Recently, we identified four kinetically distinct voltage-gated K+ currents, I-Af, I-As, I-K, and (ISS), in rat superior cervical ganglion (SCG) neurons and demonstrated that I-Af and I-As are differentially expressed in type I (I-Af, I-K, I-SS), type II (I-Af, I-As, I-K, I-SS), and type III (I-K, I-SS) SCG cells. In addition, we reported that I-Af is eliminated in most (similar to 70%) SCG cells expressing Kv4.2W362F, a Kv4 subfamily-specific dominant negative.
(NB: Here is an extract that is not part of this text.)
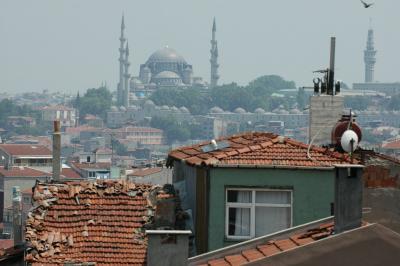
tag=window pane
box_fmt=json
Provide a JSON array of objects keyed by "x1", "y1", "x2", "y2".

The molecular correlate(s) of the residual I-Af, as well as that of I-As, I-K, and I-SS, however, are unknown. The experiments here were undertaken to explore the role of Kv1 alpha -subunits in the generation of voltage-gated K+ currents in SCG neurons. Using the Biolistics Gene Gun, cDNA constructs encoding a Kv1 subfamily-specific dominant negative, Kv1.5W461F, and enhanced green fluorescent protein (EGFP) were introduced into SCG neurons. Whole-cell recordings from EGFP-positive Kv1.5W461F-expressing cells revealed a selective decrease in the percentage of type I cells and an increase in type III cells, indicating that I-Af is gated by Kv1 alpha -subunits in a subset of type I SCG neurons. I-Af is eliminated in all SCG cells expressing both Kv1.5W461F and Kv4.2W362F. I-Af tau (decay) values in Kv1.5W461F-expressing and Kv4.2W362F-expressing type I cells are significantly different, revealing that Kv1 and Kv4 alpha -subunits encode kinetically distinct I-Af channels. Expression of Kv1.5W461F increases excitability by decreasing action potential current thresholds and converts phasic cells to adapting or tonic firing. Interestingly, the molecular heterogeneity of I-Af channels has functional significance because Kv1- and Kv4-encoded I-Af play distinct roles in the regulation of neuronal excitability.